Hines has done plenty of both since graduating from Emory University law school in 1968. He recalled the moment he learned he had passed the bar exam. He was at the home of his then-girlfriend, Helen Holmes Hill, now his wife of 47 years. His father, James Hines, was having his regular late night coffee at the landmark Plaza Drugs on Ponce de Leon Avenue near the family home off Highland Avenue with a doctor friend who worked late at Emory hospital. His dad was reading the early edition of The Atlanta Constitution.
“That was how you found out you passed the bar. They put it in the paper,” Hines said. His father called and said, “Son, your name is in it.”
“I thought maybe my wife would marry me now because I could help to support her a little bit,” he recalled.
She did in March of 1969. They moved to Cobb County, where he landed a job in a Marietta firm then named Edwards, Bentley, Awtrey & Parker. He practiced civil defense of all kinds. The firm represented developers and lenders in a booming suburb, plus the county and some of the cities. Hines also handled business litigation. He liked the work. “I wasn’t one of those who always wanted to be a judge,” he recalled.
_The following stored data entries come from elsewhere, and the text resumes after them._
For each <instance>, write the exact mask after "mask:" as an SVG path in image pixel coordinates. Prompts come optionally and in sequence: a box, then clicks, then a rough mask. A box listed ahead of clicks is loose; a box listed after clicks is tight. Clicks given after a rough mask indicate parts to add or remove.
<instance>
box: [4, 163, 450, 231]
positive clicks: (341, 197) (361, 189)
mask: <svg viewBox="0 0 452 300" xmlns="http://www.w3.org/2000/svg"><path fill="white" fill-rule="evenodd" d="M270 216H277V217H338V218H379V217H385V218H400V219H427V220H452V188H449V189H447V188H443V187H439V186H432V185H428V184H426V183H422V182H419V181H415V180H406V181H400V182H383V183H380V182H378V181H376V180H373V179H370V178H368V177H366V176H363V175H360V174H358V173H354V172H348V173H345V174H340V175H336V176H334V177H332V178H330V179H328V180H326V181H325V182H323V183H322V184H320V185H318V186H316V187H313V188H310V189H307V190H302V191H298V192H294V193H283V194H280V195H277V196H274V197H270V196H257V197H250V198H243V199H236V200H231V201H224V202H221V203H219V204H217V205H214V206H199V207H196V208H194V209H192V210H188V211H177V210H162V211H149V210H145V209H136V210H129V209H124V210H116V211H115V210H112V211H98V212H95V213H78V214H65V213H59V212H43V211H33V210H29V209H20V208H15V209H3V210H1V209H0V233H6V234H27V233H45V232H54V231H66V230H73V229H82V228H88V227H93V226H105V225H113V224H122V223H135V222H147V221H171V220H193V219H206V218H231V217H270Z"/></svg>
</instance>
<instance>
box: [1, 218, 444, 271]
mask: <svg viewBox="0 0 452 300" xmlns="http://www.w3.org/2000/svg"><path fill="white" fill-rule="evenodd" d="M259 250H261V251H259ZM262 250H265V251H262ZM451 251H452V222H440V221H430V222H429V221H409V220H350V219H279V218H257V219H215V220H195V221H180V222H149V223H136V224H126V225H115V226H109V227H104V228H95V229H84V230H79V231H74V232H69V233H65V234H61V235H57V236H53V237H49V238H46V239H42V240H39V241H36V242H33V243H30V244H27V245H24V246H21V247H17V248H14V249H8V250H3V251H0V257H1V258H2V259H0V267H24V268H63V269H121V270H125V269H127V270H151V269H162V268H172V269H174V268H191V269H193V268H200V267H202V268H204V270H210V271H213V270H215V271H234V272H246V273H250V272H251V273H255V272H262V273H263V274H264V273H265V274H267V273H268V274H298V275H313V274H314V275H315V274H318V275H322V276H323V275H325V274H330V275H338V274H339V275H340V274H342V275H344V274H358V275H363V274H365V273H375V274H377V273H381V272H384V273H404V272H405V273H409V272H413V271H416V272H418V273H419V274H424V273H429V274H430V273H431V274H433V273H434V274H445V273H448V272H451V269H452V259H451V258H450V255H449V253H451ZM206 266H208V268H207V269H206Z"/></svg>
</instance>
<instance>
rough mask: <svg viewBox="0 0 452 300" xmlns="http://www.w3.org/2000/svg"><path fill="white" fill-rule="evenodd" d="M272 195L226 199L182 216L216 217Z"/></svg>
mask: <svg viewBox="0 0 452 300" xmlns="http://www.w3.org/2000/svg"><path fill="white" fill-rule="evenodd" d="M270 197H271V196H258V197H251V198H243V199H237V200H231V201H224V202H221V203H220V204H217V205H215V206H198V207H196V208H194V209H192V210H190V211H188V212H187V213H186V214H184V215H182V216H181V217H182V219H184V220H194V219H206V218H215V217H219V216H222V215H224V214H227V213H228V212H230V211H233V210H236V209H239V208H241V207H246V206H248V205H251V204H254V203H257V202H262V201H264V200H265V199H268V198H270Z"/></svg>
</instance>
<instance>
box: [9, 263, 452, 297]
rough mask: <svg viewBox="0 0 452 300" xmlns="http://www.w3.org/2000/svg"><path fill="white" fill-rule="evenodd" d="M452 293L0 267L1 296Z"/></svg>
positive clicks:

But in 1974, friends put his name in for an opening on the Cobb County State Court, which handles civil trials and misdemeanors. He made the short list and went to the Capitol for an interview with the governor, who in just two years would be elected President Jimmy Carter.
Hines didn’t know Carter, but he had friends who did, mostly through farming interests in South Georgia. “Daddy was from Sumter County,” Hines said. So was Carter. The Hines family farmed near the town of Leslie, not too far from the Carter home and peanut farm in Plains.
Carter appointed Hines to the bench in May. Then Hines had to run for election the same year. The primary was in August and the general election in November.
“I wouldn’t say I enjoyed it, but I didn’t mind it,” Hines said of that first campaign. “There are rules you play by. I’m going to try to win.”
It went well enough that when the state created a new position on the Cobb County Superior Court, he decided to run for that and won.
“A superior court judge is the most powerful person we’ve got,” Hines said. Sentencing, child custody, temporary injunctions all are set by judges and affect people’s lives profoundly.
“I tried to treat everyone who came before me—party, witness, juror—with courtesy, dignity and respect,” Hines said. “Judges symbolize the rule of law. The rule of law is where we get liberty and justice for all. The law is complex. There comes a time when it is difficult to understand. … If people are treated fairly, they’ll trust it. And if they trust it, they’re going to abide by it.”
Another governor, Zell Miller, appointed Hines to the Supreme Court in 1995. “Again, I’m not going to say I knew the governor,” said Hines. “But if you’re going to be appointed, you better have somebody who knows something about the governor. I had friends who certainly knew the governor. He was a good guy.”
Hines was 51 when he went to the high court. During his time there, he said the justices have made a concerted effort to reach unanimous decisions “as much as possible to give clear guidance.” Still they differ and dissent at times, he said. “We vote, and then we go out to lunch together.”
Ultimately, the court is judged on its decisions, he said. “I believe in writing clean, clear, crisp opinions. … Plain writing makes for clear understanding. … We’re trying to simply tell the folks the rule of law in Georgia so they can order themselves accordingly.”
When Hines officially becomes chief on Friday, he will have one year and eight months to “bear down” in the top spot before he reaches the state’s mandatory retirement age of 75 for appellate judges.